Nobody has 125 Corruption Resist right now. However, if you’re routinely clearing at least Normal Ny’alotha or even Heroic, and/or doing Mythic + 15, you might already be geared well enough to survive a couple of ticks from the Eyeball of Death and maybe even having one of your evil twins show up, shoot you with a void laser, and give you a spiky hug of death so fast you can’t even see it. 40 Corruption is pretty lethal on your 417 alt, but your 462 main with the Rank 10 cloak? She can probably weather it pretty easily, especially if she’s quick on her cloak’s On Use.

For tanks and healers, any Corruption level above 40, when you start getting hit by Grand Delusion, is probably way too high. For DPS, you never want over 59 Corruption. Cascading Disaster is going to kill you. Your healers will lose their minds trying to figure out what just happened. The more Corruption Resistance you can get, the more Corrupted Gear you can safely wear without breaching those numbers.
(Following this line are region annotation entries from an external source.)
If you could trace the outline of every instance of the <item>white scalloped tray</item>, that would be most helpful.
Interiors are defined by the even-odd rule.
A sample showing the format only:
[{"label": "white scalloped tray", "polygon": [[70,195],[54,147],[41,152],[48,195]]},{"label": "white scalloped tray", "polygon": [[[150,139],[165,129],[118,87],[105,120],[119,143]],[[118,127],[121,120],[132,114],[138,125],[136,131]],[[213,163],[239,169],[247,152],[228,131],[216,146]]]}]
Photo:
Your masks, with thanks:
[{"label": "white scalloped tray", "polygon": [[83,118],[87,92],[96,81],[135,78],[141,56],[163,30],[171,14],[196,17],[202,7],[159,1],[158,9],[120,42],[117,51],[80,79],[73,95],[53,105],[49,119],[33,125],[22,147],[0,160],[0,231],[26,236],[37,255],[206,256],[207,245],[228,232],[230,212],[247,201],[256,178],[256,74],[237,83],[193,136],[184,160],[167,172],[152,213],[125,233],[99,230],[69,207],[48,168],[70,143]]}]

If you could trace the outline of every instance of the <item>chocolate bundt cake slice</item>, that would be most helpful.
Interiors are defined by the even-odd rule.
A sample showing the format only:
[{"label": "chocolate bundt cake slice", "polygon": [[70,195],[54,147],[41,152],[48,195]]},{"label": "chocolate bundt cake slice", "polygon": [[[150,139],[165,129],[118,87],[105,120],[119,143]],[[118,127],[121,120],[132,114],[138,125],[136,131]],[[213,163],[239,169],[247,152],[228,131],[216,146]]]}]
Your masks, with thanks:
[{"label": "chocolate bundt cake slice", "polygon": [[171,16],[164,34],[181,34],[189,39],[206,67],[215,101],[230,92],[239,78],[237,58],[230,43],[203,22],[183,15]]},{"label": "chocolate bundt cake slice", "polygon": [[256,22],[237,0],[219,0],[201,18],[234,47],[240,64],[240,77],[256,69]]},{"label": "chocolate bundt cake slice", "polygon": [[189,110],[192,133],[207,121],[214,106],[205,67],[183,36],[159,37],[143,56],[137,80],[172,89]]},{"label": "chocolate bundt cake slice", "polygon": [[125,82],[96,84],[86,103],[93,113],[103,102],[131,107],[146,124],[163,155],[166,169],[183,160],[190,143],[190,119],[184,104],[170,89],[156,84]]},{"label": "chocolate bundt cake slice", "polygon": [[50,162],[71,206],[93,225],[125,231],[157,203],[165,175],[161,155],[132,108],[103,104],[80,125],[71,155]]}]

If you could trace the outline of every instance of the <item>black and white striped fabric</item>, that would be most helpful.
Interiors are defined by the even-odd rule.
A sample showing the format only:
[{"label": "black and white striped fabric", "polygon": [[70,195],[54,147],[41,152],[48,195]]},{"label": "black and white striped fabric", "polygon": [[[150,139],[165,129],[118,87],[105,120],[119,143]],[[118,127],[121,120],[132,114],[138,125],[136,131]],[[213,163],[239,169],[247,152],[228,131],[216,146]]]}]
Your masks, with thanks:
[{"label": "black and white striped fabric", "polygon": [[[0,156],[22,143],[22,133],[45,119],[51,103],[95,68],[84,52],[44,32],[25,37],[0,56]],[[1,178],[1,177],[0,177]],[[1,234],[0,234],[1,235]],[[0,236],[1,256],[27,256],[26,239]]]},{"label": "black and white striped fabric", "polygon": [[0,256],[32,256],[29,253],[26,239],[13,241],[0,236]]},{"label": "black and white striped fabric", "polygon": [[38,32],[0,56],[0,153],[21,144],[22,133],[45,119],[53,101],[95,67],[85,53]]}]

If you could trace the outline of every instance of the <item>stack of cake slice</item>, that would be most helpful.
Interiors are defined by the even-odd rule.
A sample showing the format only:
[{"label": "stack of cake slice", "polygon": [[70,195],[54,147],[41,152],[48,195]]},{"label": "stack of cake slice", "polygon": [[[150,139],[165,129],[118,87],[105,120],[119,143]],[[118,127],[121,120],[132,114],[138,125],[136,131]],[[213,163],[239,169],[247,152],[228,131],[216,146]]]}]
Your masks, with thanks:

But as a quick and dirty guide? Stay below Corruption 60. You don’t want Cascading Disaster, and you really do not want Inevitable Doom. It’s very bad. There’s a reason it’s not named N’Zoth’s Basket of Puppies — not that I would trust a basket of puppies from N’Zoth, they’d probably all have tentacles and gaping maws and eat my soul.

So there’s a guide on how to play nice with Corruption. Remember, the more time you put into your legendary cloak, the more of this stuff you can wear and the more benefit you’ll get without blowing yourself up.